久しぶりにフェス会場でみたオレンジレンジは、やっぱりフェスの王様だった。

「今日の景色を私は一生忘れへんやろうな。」
何度か言ったことのある台詞を、今までとは異なる圧倒的な強さでそう感じた。2018年のフェスの一幕。
 

オレンジレンジのライブを初めてみたのは、2005年だった。
当時の私は、オレンジレンジを見るのも初めてなら、ライブやフェスさえ行ったことがなく、さらには家族以外の人と旅行も行ったことがなく、ないない尽くしの何もかも初めての旅だった。にも関わらず、用意もそこそこに、気がつくとチケットを握りしめて年末の沖縄に飛びたっていた。
沖縄で大好きなオレンジレンジと年を越したいという一心で。

そこで初めて、こんなにも人の圧ってすごいんや!と体感するくらい大勢の観客の波にのまれ、ドラえもんやタモリさんくらい実在するのか疑問に思っていた大好きなオレンジレンジがすぐ目の前にいて、とにかく始終楽しかったのを今でもよく覚えているし、そのとき10年後の夢を抱いたのも覚えている。
『10年後もオレンジレンジのライブに行って、笑って過ごしていますように!』と。
 

それから、早いことに10年以上が経った。
その当時、まわりから「アホな夢やな~」と笑われていた夢は見事に叶い、それどころか13年前には想像していなかった絶景まで今年見ることができた。

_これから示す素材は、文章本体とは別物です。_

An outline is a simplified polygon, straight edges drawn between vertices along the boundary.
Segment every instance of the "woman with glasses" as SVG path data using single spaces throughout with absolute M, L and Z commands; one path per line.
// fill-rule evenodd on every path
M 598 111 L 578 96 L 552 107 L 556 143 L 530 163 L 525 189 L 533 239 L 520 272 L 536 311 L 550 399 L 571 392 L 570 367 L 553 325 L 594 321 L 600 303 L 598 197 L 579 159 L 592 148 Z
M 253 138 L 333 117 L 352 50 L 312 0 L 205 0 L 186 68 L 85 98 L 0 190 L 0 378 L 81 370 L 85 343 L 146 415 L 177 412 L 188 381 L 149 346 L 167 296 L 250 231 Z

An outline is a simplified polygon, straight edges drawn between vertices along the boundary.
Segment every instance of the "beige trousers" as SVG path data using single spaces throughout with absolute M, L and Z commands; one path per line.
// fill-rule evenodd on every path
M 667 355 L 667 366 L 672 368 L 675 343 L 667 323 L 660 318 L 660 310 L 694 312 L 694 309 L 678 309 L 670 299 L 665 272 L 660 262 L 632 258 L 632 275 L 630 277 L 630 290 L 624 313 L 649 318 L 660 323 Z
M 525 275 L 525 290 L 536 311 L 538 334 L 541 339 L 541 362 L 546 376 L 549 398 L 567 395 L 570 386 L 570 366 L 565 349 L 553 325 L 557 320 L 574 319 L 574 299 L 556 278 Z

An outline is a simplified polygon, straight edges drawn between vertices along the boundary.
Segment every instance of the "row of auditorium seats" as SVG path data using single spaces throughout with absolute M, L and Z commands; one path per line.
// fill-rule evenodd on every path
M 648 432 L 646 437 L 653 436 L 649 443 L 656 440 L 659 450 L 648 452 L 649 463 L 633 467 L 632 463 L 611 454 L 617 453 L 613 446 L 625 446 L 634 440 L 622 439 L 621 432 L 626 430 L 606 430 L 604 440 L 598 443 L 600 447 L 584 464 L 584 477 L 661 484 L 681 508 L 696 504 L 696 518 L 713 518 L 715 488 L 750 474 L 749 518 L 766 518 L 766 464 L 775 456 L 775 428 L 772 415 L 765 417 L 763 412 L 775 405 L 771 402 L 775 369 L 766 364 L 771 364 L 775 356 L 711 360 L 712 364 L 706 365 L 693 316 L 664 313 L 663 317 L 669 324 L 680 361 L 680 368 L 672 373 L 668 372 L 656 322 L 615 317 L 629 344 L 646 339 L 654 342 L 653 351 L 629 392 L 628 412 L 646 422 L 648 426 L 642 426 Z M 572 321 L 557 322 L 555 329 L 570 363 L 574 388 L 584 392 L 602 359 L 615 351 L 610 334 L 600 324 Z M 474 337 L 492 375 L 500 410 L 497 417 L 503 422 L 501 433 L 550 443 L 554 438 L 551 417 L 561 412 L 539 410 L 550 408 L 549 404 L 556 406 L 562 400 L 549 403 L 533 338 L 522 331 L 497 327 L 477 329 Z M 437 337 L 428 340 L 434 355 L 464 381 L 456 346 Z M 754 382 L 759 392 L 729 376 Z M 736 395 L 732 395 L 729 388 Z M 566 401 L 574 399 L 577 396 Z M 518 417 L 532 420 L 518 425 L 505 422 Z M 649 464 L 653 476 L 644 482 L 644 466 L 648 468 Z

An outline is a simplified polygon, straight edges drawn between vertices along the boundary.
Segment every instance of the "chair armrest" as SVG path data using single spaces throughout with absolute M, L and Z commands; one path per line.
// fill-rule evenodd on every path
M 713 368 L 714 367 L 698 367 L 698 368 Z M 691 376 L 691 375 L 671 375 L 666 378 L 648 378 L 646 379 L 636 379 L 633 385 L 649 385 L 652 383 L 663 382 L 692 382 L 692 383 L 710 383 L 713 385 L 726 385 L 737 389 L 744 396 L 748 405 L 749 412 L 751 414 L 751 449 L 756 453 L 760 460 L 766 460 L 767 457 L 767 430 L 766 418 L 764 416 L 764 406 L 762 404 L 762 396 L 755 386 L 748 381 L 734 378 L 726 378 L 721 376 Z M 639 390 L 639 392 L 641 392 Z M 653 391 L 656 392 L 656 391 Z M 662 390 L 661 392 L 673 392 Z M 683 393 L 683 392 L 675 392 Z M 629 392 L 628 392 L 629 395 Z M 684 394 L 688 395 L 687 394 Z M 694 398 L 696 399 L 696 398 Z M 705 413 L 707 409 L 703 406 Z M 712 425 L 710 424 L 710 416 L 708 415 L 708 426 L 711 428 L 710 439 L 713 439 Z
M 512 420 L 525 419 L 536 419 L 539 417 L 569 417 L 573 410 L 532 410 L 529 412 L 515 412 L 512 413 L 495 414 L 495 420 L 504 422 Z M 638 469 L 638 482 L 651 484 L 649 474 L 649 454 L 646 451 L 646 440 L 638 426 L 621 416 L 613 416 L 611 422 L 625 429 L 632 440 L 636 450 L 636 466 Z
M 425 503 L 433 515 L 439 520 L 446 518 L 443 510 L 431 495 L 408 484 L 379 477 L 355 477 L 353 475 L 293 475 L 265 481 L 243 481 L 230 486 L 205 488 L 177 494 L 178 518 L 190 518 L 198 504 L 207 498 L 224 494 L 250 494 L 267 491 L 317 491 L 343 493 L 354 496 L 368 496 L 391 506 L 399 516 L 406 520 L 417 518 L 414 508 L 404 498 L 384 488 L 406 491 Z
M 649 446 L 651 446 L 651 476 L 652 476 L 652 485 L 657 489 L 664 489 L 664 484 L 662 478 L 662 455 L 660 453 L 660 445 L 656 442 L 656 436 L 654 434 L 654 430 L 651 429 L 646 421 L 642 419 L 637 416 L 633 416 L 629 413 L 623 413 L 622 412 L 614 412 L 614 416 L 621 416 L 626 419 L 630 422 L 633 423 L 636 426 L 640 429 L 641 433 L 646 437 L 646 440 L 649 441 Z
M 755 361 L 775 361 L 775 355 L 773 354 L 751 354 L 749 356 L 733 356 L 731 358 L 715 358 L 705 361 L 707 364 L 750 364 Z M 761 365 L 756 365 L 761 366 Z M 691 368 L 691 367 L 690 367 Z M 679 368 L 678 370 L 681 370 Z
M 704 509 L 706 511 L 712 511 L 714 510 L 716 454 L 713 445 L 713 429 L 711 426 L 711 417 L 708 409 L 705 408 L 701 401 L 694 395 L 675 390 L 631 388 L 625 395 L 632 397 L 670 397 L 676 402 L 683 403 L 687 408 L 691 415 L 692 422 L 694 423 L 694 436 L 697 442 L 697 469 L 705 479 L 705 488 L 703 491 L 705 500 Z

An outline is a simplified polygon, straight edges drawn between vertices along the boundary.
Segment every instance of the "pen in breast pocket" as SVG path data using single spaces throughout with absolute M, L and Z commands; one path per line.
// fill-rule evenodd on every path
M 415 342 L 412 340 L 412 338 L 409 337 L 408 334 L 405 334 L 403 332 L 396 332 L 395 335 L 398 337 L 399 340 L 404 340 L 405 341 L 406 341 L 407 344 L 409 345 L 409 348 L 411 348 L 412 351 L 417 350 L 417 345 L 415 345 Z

出会ってからの13年間ツアーやイベント、対バン等、様々な機会でオレンジレンジを見ていたが、そういえば、ここ数年オレンジレンジが出るフェスに行けていなかった。

この日のフェスは、若手邦ロックバンドが集うフェスだった。客層がいつものオレンジレンジライブより若く感じた。musiQが発売されたとき、彼、彼女たちは小学校低学年くらいかな?もしかして、お母さんがオレンジレンジファンなんですっていうくらいなのかな?なんて思いながら会場を見渡していた。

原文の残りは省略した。